I am trying to use beautiful soup to scrape images from multiple URLs, and then write the URLs and the images to a file. The file format would look like:
TEXT OF URL_1
img_1 (ACTUAL IMAGE SHOWN)
img_2 (ACTUAL IMAGE SHOWN)
TEXT OF URL_2
img_1 (ACTUAL IMAGE SHOWN)
The first few lines of my output file right now looks like:
Company : Firehydrant URL : https://www.firehydrant.io/âPNG
IHDRLf9ÃŒ∫ pHYsöúYiTXtXML:com.adobe.xmp<?xpacket begin="Ôªø" id="W5M0MpCehiHzreSzNTczkc9d"?> <x:xmpmeta xmlns:x="adobe:ns:meta/" x:xmptk="Adobe XMP Core 5.6-c148 79.164036, 2019/08/13-01:06:57
...
How can I view my file with the images actually showing instead of the binary? Or is there a different way of doing this? Sorry if this is a really stupid question!!
Here is my code right now for 1 website:
with open(file_name, 'wb') as img_file:
option = webdriver.ChromeOptions()
option.add_argument(" — incognito")
browser = webdriver.Chrome(executable_path='./chromedriver', chrome_options=option)
url = 'https://www.firehydrant.io/'
browser.get(url)
timeout = 10
WebDriverWait(browser, timeout)
soup = BeautifulSoup(browser.page_source, 'html.parser')
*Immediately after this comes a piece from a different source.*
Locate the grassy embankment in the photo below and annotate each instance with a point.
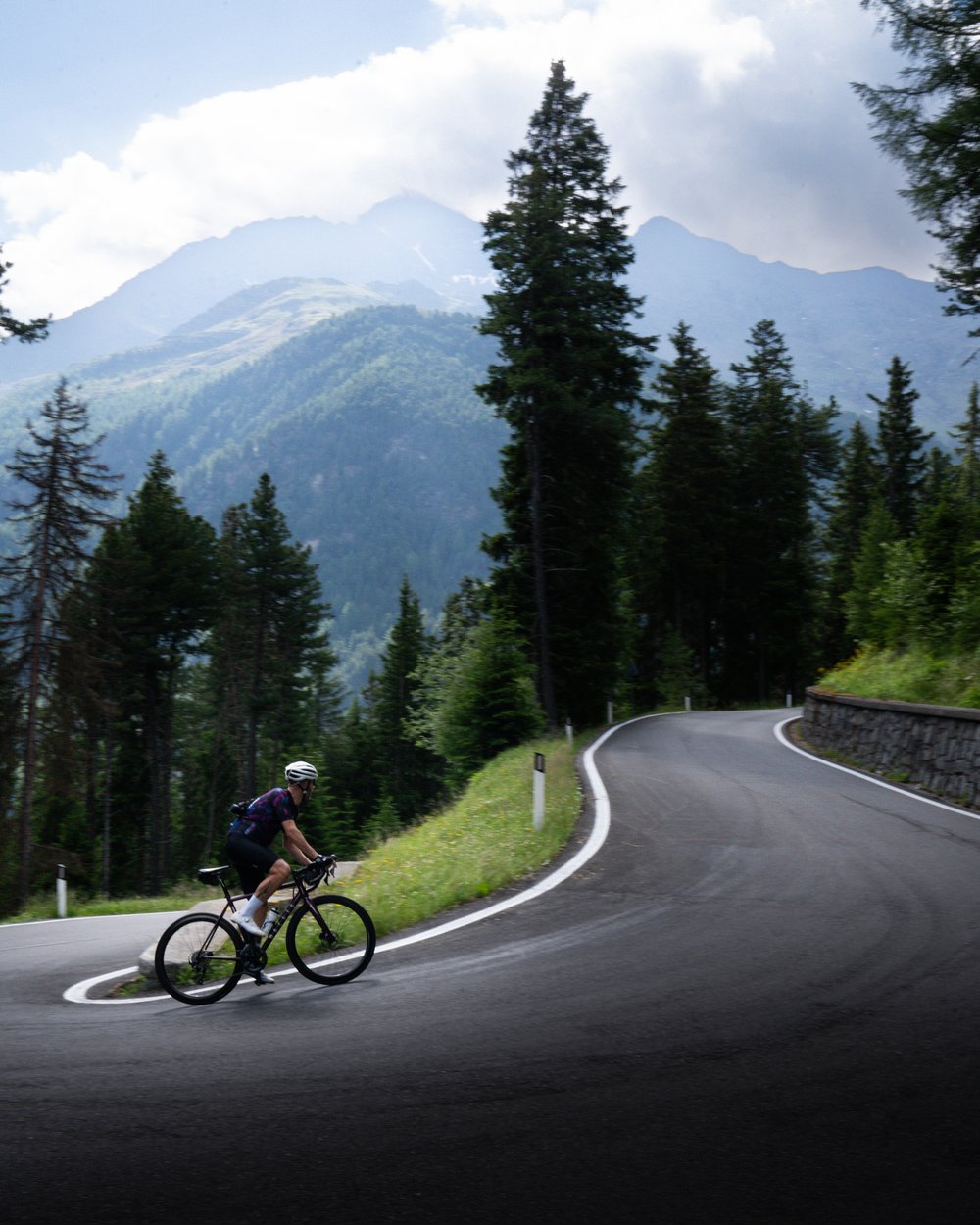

images = soup.find_all("img")
found_first_image = False
for image in images:
src = image['src']
if(found_first_image == False): # ADD THE TEXT FOR THE COMPANY/URL
found_first_image = True
string = ("URL : " + url).encode('utf-8')
img_file.write(string)
# removing everything after the '?' if there is one in the src tag
src = urljoin(url, src)
if("?" in src):
pos = src.index("?")
src = src[:pos]
parsed = urlparse(src)
if(bool(parsed.netloc) and bool(parsed.scheme)): # download the image and write it to the file
response = requests.get(src)
URLFile.write(response.content)